Machine learning is a relatively new technology afforded to us by both rapid advancements in computers as well as the new paradigm known by the buzzword “big data.” What machine learning really is is the crunching of data by computers to recognize patterns in that data. Give a computer enough data to eat up, and it’ll be very accurate in its pattern recognition.
When trying to get a computer to recognize patterns in data through machine learning, you need only a couple of things. The most important is a large set of data which has labels for each of its values. For the basics, think of a huge excel spreadsheet with some labeled columns that contain anywhere from fifty rows to hundreds of thousands of rows. As an example, think of a dataset of identifying features of fruits that has three columns: Weight, Texture, and Label. The Label is always needed in machine learning of this kind as it is the main feature of the set of stuff you’d like to find patterns in.

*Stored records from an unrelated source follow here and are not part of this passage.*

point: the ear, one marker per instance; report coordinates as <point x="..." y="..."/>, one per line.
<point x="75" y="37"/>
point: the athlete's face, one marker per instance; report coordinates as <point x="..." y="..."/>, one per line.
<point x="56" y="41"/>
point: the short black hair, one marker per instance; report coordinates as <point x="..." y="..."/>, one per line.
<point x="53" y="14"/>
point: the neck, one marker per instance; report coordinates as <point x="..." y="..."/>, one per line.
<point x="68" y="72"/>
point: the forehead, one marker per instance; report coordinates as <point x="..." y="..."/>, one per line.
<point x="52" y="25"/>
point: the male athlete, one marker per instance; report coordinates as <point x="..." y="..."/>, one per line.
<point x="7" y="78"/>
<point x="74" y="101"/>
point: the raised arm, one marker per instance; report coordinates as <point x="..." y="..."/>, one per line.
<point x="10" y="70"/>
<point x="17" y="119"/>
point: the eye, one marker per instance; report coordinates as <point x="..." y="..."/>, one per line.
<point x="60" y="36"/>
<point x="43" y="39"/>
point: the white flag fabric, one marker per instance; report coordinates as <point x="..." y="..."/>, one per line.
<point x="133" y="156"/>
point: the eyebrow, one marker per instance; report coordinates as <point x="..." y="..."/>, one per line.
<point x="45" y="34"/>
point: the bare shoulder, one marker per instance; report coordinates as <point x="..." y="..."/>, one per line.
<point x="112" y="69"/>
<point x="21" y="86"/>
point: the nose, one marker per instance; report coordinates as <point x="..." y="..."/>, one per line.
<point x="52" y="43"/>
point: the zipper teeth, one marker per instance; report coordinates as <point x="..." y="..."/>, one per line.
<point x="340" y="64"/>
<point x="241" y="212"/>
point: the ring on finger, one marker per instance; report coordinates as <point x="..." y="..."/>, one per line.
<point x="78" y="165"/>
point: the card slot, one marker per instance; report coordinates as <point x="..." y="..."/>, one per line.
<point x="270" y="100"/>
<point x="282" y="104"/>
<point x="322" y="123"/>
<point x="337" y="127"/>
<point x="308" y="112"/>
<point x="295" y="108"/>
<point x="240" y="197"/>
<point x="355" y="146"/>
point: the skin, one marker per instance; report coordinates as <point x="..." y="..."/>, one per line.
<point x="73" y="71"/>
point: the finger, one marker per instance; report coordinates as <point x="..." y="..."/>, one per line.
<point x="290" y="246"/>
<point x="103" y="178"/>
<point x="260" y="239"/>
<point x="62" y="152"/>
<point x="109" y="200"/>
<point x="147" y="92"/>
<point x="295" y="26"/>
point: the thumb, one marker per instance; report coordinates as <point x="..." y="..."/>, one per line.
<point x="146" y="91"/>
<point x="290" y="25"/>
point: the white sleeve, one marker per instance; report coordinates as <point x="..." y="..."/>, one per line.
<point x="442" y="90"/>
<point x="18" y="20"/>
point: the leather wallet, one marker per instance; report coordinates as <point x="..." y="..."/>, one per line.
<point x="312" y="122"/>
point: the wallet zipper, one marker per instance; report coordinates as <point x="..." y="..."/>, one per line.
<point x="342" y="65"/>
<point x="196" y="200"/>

Oranges tend to be 150-180 grams and bumpy, while apples tend to be 120-150 grams and smooth. If you got 100 rows of data which contain data about weight and texture of example apples and oranges and then fed that into a machine learning algorithm, it would notice that very same thing. Now, if you feed the trained algorithm some new data, say 20 rows of apples and oranges different from those used to train it, it would likely be able to identify most of them correctly as either an apple or an orange. Machine learning algorithms are readily available for free online, distributed by big software companies. One example is Google’s TensorFlow. Because these systems do a lot of the heavy lifting in terms of programming for you, running a dataset through TensorFlow’s algorithm is as easy as six lines of code.